Fast Euler Solutions in Rust


#1

I recently wrote solutions to the first 50 project Euler problems in Rust. The combined time for the 50 problems was just under 2 seconds. I then went back and worked to optimize those solutions until the combined time on my laptop got down under 0.1 seconds.

On Hacker News awhile ago, I asked if anyone would be interested in a post describing the lessons learned during this process. Steve Klabnic commented and suggested that I share those lessons on the Reddit Rust channel and on this forum.

So here I am!

I’ve published a repository with the solutions, which I know can be improved in speed and especially in beauty.

https://github.com/dhbradshaw/ProjectEulerFastRust

Here’s a summary of lessons learned, copied from the repository:

1. If you want fast code, you need to measure its speed.

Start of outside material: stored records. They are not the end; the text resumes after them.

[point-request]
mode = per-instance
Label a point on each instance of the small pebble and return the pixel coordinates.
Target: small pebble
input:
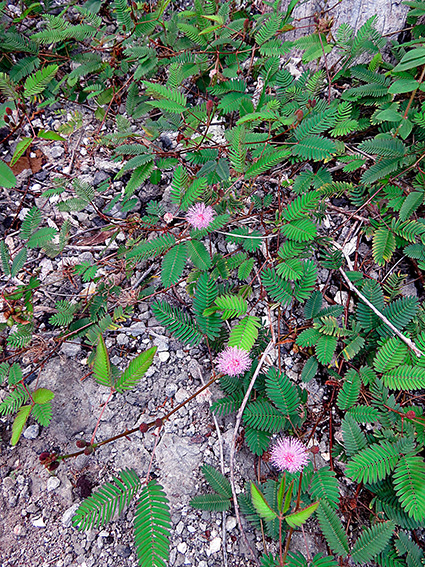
(163, 356)
(230, 523)
(215, 545)
(182, 547)
(53, 483)
(38, 523)
(32, 431)
(57, 152)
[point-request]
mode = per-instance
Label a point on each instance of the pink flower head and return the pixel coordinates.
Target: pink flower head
(233, 361)
(200, 215)
(289, 454)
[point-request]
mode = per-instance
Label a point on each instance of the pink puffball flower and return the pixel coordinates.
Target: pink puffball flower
(200, 215)
(233, 361)
(289, 454)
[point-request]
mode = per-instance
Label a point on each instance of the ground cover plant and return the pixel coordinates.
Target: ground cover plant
(202, 102)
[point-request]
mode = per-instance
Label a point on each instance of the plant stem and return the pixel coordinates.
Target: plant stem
(151, 424)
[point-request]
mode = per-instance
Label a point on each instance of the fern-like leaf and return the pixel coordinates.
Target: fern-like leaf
(177, 322)
(152, 526)
(244, 334)
(135, 370)
(350, 391)
(354, 438)
(282, 392)
(279, 289)
(332, 529)
(409, 484)
(372, 542)
(211, 502)
(324, 486)
(173, 265)
(112, 497)
(262, 415)
(374, 463)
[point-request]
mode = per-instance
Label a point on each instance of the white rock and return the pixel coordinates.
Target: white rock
(32, 431)
(53, 483)
(181, 395)
(71, 349)
(163, 356)
(67, 516)
(138, 328)
(122, 339)
(38, 523)
(182, 547)
(215, 545)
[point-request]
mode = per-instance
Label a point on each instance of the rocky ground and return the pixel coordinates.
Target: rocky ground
(36, 508)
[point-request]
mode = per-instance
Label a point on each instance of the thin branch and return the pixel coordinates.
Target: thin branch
(233, 447)
(400, 335)
(220, 444)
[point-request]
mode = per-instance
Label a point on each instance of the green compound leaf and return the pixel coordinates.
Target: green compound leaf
(211, 502)
(383, 246)
(257, 441)
(332, 529)
(177, 322)
(260, 414)
(309, 370)
(409, 483)
(7, 177)
(244, 334)
(19, 423)
(325, 348)
(374, 463)
(135, 370)
(152, 527)
(372, 542)
(350, 391)
(199, 254)
(354, 438)
(282, 392)
(261, 504)
(232, 306)
(412, 59)
(42, 396)
(217, 481)
(102, 366)
(316, 148)
(324, 486)
(276, 287)
(173, 265)
(36, 83)
(301, 516)
(21, 148)
(43, 413)
(112, 497)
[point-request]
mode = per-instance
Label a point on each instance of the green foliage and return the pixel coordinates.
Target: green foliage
(409, 479)
(350, 391)
(332, 529)
(173, 265)
(177, 322)
(244, 334)
(113, 497)
(374, 463)
(324, 487)
(273, 162)
(282, 392)
(218, 502)
(152, 526)
(372, 542)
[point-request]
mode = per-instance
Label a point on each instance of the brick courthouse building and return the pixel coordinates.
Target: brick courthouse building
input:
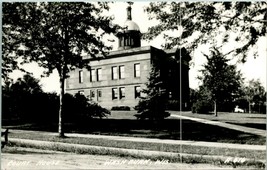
(117, 79)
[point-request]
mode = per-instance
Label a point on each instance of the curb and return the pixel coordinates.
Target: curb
(99, 150)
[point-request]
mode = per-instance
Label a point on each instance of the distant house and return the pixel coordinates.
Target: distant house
(117, 79)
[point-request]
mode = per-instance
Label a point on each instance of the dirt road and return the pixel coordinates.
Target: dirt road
(24, 158)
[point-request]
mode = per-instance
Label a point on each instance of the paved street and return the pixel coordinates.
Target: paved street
(26, 158)
(222, 124)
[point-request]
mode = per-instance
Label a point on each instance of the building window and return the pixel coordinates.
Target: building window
(137, 91)
(122, 92)
(98, 74)
(93, 75)
(170, 95)
(80, 76)
(92, 93)
(114, 93)
(121, 72)
(137, 70)
(81, 92)
(99, 95)
(114, 73)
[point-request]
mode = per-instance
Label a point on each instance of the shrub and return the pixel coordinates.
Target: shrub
(202, 106)
(173, 105)
(153, 105)
(79, 108)
(125, 108)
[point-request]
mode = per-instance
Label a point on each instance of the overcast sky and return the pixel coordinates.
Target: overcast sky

My first attempt at a fast solution to problem 14 on Collatz chains used a Hashmap for memoization. But when I actually measured its performance compared to a naive approach, it was significantly slower. That completely surprised me coming from Python where using dicts and sets for memoization was one of my most useful tricks.

2. Hunt where there’s game.

If you’re searching for a rare condition, the slowest thing you can do is check everything. For example, if you’re looking for numbers that are both hexagonal and pentagonal, don’t check every number to see if it’s hexagonal. Instead, generate hexagonal numbers. Maybe even co-generate pentagonal numbers.

If you’re looking for palindromes that meet a particular condition, don’t check every number to see if it’s a palindrome. Generate the palindromes.

Don’t check large even numbers to see if they’re prime.

This principle sped several solutions up by multiple orders of magnitude. Applying it is also one of the most fun parts of figuring out the right solution to these problems.

3. Memoize if you can. But also avoid hashing if you can.

If you’re going for speed, memoizing can be a huge help. However, hashing has real overhead. Even with FNV or another fast hasher, it’s going to cost you to use a Hashmap or a Hashset.

Project Euler problems tend to be special in that often the parameter space that you care about are dense sets of integers. So for many of the problems you can avoid hashing by using an array of booleans in place of a Hash Set or an array of integers in place of a Hashmap. If you can get away with that, it will speed up your code considerably.

I used this trick with problem 14. Where the Hashmap solution was slower than the non-memoizing solution, the Array solution was a fair amount faster. Hashing is part of the issue here. Another part is the speed difference between the stack and the heap. So,

4. If you can, use the stack not the heap.

This is obvious, I think, to programmers with some systems work under their belt. My experience before now has been primarily Mathematica, Matlab, Python, and Javascript. So it’s been nice to have tools that let me distinguish between the stack and the heap and use the stack when it’s profitable. It was surprising how much the stack can actually hold. However,

5. While the stack is fast, it has limits.

  1. Important note learned from experience: if your rust code crashes with no error message and for no apparent reason, you may have been putting too much onto the stack. It’s impressive how much room there is there, but there are limits.
  2. I achieved measurable speed ups by decreasing the size of arrays that I had on the stack. For example, a u32 array with a length of 100_000 will be measurably slower than a u16 array with the same length.
  3. I haven’t quantified this, but I also get the sense that large arrays are associated with more variance in the time it takes a bit of code to run.

6. If you need bulk information, process in bulk.

A prime sieve is a perfect example of bulk processing. If you need all the primes under 2 million, you can find them much more quickly by finding all those primes at once using a sieve than by checking integers one at a time to see if they are prime.

But the same sieve concept can be and is used in other ways for other problems here and leads to significant speed improvements for those other solutions as well.

7. A small subset of Rust is already enough to do interesting things.

The code here is simple. It only uses a small subset of what Rust has to offer. But that small subset was enough to let me solve interesting problems in interesting ways and achieve speeds that I’m proud of.

The point I’m trying to make is that a beginner doesn’t need to get discouraged. While there is a ton to learn, you don’t need to learn everything to do something interesting. It’s worthwhile finding a useful subset of a new tool and then expanding your knowledge as the need arises (or as you find excuses).

8. Math is faster than string formatting.

I gradually moved over to handling as much number manipulation as possible using math instead of using string formatting. Use modulus rather than getting the last character of a stringified number, for example.

9. Math on built-in types is faster than using BigInt or similar libraries.

Rust has a BigInt/BigUint library called num. It’s handy. But if you want fast Euler Rust solutions and if it’s feasible, then it’s probably faster to use math to avoid working with it.